Of course, despite the university’s best efforts, many male students could not be kept away from women, so they tended to visit brothels and have casual affairs. There’s clear evidence that both Oxford and Cambridge were magnets for prostitutes because of the large numbers of sexually frustrated undergraduates. In the mid-19th century, Oxford housed 300-500 prostitutes, most of whom only stayed for term-time. Towards the end of the century, the university grew so worried about this that it used its special powers to raid Oxford houses and patrol the streets, looking to arrest prostitutes and send them to prison ‘by order of the vice-chancellor and [at] the expense of the university’. The sexual double standard was certainly in evidence here; one Fellow commented in 1909 that ‘it does not matter if boys will be boys so long as one can prevent girls being girls’.

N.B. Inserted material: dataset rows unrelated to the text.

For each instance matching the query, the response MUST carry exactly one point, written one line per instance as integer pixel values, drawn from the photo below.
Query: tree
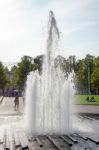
(3, 77)
(21, 71)
(89, 65)
(95, 74)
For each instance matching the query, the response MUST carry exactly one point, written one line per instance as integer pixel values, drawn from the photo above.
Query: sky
(23, 26)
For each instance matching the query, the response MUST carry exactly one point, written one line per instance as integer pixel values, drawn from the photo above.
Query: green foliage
(21, 71)
(81, 100)
(3, 76)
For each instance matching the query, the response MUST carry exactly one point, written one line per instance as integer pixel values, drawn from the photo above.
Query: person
(16, 102)
(93, 99)
(87, 99)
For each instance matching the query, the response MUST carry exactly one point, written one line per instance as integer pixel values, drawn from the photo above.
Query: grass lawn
(81, 99)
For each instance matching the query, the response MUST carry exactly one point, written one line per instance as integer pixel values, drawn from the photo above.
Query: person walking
(16, 102)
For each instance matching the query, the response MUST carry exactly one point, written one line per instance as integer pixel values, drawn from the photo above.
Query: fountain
(48, 96)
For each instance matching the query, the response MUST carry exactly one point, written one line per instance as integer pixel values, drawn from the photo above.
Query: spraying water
(48, 95)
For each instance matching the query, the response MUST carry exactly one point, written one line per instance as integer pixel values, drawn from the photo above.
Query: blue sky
(23, 25)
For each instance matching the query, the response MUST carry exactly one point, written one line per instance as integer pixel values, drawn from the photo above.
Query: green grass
(81, 99)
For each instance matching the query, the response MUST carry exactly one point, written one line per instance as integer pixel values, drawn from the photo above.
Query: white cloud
(23, 25)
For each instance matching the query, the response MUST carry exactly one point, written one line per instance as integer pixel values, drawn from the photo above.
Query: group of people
(92, 99)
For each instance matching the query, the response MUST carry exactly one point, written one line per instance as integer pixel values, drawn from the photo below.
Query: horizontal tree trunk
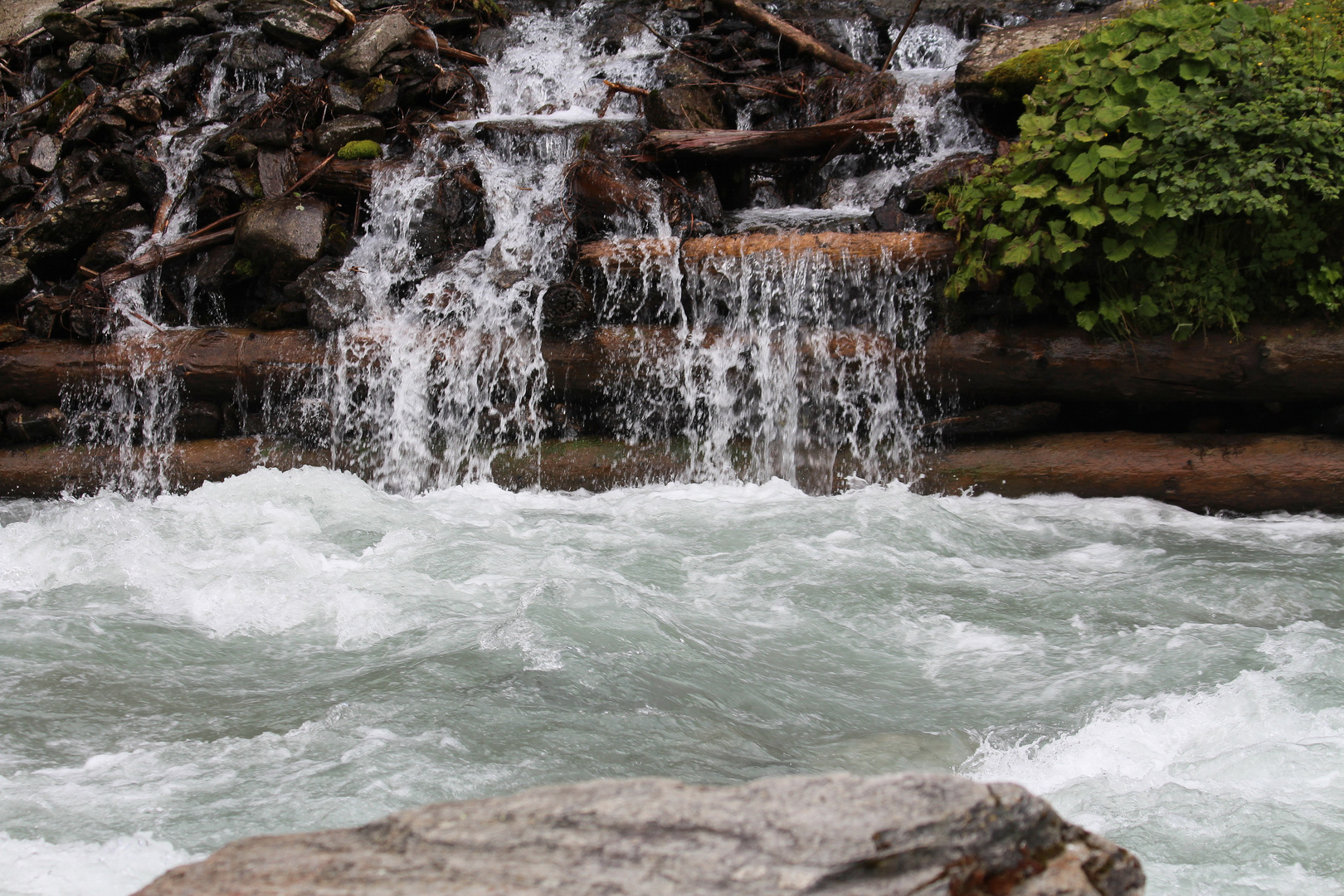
(1269, 364)
(771, 145)
(628, 254)
(1280, 363)
(804, 42)
(50, 470)
(1244, 473)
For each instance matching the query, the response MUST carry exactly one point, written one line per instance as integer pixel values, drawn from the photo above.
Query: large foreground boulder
(905, 835)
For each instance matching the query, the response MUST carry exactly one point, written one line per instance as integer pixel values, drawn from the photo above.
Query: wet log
(1242, 473)
(806, 43)
(426, 39)
(51, 470)
(772, 145)
(1280, 363)
(902, 247)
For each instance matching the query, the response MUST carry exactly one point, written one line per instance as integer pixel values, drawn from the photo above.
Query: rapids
(296, 650)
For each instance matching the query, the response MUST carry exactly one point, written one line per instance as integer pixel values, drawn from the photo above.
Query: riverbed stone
(66, 27)
(69, 227)
(301, 27)
(284, 236)
(343, 129)
(362, 52)
(847, 835)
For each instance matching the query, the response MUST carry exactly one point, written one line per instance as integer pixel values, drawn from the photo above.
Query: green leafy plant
(1181, 169)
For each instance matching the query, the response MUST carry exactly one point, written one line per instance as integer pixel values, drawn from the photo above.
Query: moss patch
(1012, 80)
(359, 149)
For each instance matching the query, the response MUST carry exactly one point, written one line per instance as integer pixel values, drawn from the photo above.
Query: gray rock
(141, 106)
(45, 153)
(110, 250)
(15, 282)
(340, 130)
(173, 27)
(335, 299)
(686, 108)
(362, 52)
(43, 423)
(284, 236)
(303, 28)
(69, 227)
(344, 102)
(66, 27)
(926, 835)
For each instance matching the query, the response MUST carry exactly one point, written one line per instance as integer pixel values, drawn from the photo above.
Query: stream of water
(309, 649)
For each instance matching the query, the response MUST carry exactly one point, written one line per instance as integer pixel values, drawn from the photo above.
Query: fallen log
(51, 470)
(426, 39)
(806, 43)
(1270, 364)
(771, 145)
(1242, 473)
(902, 247)
(1280, 363)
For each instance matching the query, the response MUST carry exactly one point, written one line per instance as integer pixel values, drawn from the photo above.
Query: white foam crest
(114, 868)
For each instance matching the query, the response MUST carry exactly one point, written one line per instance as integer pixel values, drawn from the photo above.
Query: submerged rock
(284, 236)
(902, 835)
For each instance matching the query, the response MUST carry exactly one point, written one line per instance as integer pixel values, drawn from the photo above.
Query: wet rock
(199, 421)
(362, 52)
(15, 282)
(344, 102)
(686, 108)
(343, 129)
(110, 250)
(566, 309)
(69, 28)
(69, 227)
(378, 97)
(11, 334)
(335, 299)
(43, 314)
(305, 28)
(45, 155)
(280, 316)
(284, 236)
(141, 108)
(845, 835)
(173, 27)
(147, 180)
(143, 8)
(43, 423)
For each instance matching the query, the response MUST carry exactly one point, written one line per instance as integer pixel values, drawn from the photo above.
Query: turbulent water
(295, 650)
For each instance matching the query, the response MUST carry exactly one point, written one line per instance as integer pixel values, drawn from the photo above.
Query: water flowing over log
(902, 247)
(771, 145)
(806, 43)
(1242, 473)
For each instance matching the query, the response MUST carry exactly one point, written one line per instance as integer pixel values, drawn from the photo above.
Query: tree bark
(1242, 473)
(806, 43)
(771, 145)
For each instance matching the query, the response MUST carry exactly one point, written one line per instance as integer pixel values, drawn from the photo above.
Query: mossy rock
(1018, 77)
(359, 149)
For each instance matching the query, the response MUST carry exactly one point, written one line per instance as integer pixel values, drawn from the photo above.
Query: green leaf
(1160, 241)
(1082, 168)
(1074, 195)
(1088, 217)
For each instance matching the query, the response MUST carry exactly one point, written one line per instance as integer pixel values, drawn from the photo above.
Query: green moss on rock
(359, 149)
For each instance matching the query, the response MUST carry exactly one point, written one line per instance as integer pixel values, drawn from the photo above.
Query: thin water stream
(307, 649)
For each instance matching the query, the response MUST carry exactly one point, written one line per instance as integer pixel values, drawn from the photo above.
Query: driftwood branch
(806, 43)
(426, 39)
(771, 145)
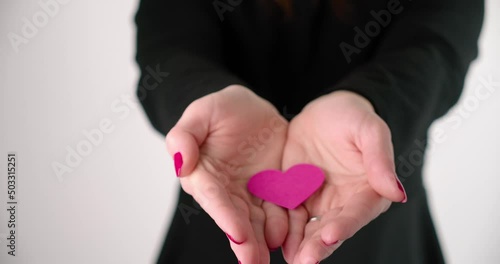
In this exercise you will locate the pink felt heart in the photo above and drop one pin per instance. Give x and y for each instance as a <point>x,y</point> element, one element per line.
<point>288,189</point>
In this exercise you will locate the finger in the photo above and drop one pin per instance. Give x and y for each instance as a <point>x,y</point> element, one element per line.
<point>184,139</point>
<point>297,220</point>
<point>276,227</point>
<point>254,250</point>
<point>311,228</point>
<point>378,158</point>
<point>315,250</point>
<point>230,213</point>
<point>357,212</point>
<point>258,219</point>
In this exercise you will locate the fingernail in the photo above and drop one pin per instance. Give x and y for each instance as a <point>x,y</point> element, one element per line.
<point>178,163</point>
<point>331,244</point>
<point>402,189</point>
<point>232,239</point>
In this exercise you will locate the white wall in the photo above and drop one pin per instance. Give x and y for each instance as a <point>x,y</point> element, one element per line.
<point>115,204</point>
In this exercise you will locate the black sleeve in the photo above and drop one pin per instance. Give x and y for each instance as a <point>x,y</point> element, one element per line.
<point>178,40</point>
<point>418,69</point>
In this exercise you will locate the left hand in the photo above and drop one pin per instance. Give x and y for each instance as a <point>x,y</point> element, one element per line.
<point>341,133</point>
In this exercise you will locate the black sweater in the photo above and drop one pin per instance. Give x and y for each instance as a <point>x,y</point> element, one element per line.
<point>408,57</point>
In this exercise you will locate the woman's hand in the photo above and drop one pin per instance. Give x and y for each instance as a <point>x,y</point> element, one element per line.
<point>342,134</point>
<point>224,138</point>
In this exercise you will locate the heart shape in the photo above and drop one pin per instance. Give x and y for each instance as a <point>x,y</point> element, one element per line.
<point>288,189</point>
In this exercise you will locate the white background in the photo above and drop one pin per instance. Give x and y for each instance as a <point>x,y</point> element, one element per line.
<point>115,205</point>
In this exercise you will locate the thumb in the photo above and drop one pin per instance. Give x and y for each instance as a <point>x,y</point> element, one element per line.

The university was no less forgiving to liaisons with lower-class town girls. Several students were disciplined in 1911 and 1913 for ‘waiting for, accosting and walking about with [a] Pantomine actress’ after a theatre performance. The proctors also tried to target undergraduates who dared to talk to women at open-air performances of the city band. Undergraduates who had lower-class lovers could often be thoughtless and uncaring, particularly when faced with university retribution. There was a case in 1902-3 in which two students walking out with their girls ran away and hailed a cab as soon as they saw proctors approaching; the girls, abandoned by the students and unable to afford a cab, were apprehended. Likewise, Marie Hunt (the daughter of an odd-job man) recounted how in pre-war Oxford, ‘we used to meet them round the corner or at the end of a certain street or something like that, but nowhere near the colleges. They were not to be seen anywhere near our homes, well, it just wasn’t done, you see. And if the bulldogs [university police] were about, you see, the men daren’t be seen with the girls at all’. An 1894 student pamphlet contains the poem An Eights’ Week Epistle in which the student unapologetically recounts how he misled such a girl:
It’s difficult to see what advantage the university and college authorities hoped to gain from trying to stop all contact between male students and women. All evidence points to an attempt on their part to make Oxford little more than an extension of the single-sex boarding school. Probably they thought that women would distract men from their academic work, although as is now obvious, that argument is flimsy at best. Anyway, it’s not as though every male student was there to work; despite generally rising academic standards in the 19th century, many students still treated Oxford as a place at which one completed a “gentleman’s education”. These students spent their days partying, playing sport and cementing their place in the country’s social elite. The number of undergraduates who failed their degrees and indeed failed to sit Finals at all would be unacceptable at Oxford today. The ban on contact with women suggests a deeply misogynistic attitude which was evidently shared by much of the student population.
Attitudes have obviously changed since then, and I take as one example something a tour guide said a few months ago. This tour guide pointed out Oriel and solemnly said, ‘this college has a bad history – it was the last one in the university to admit women’.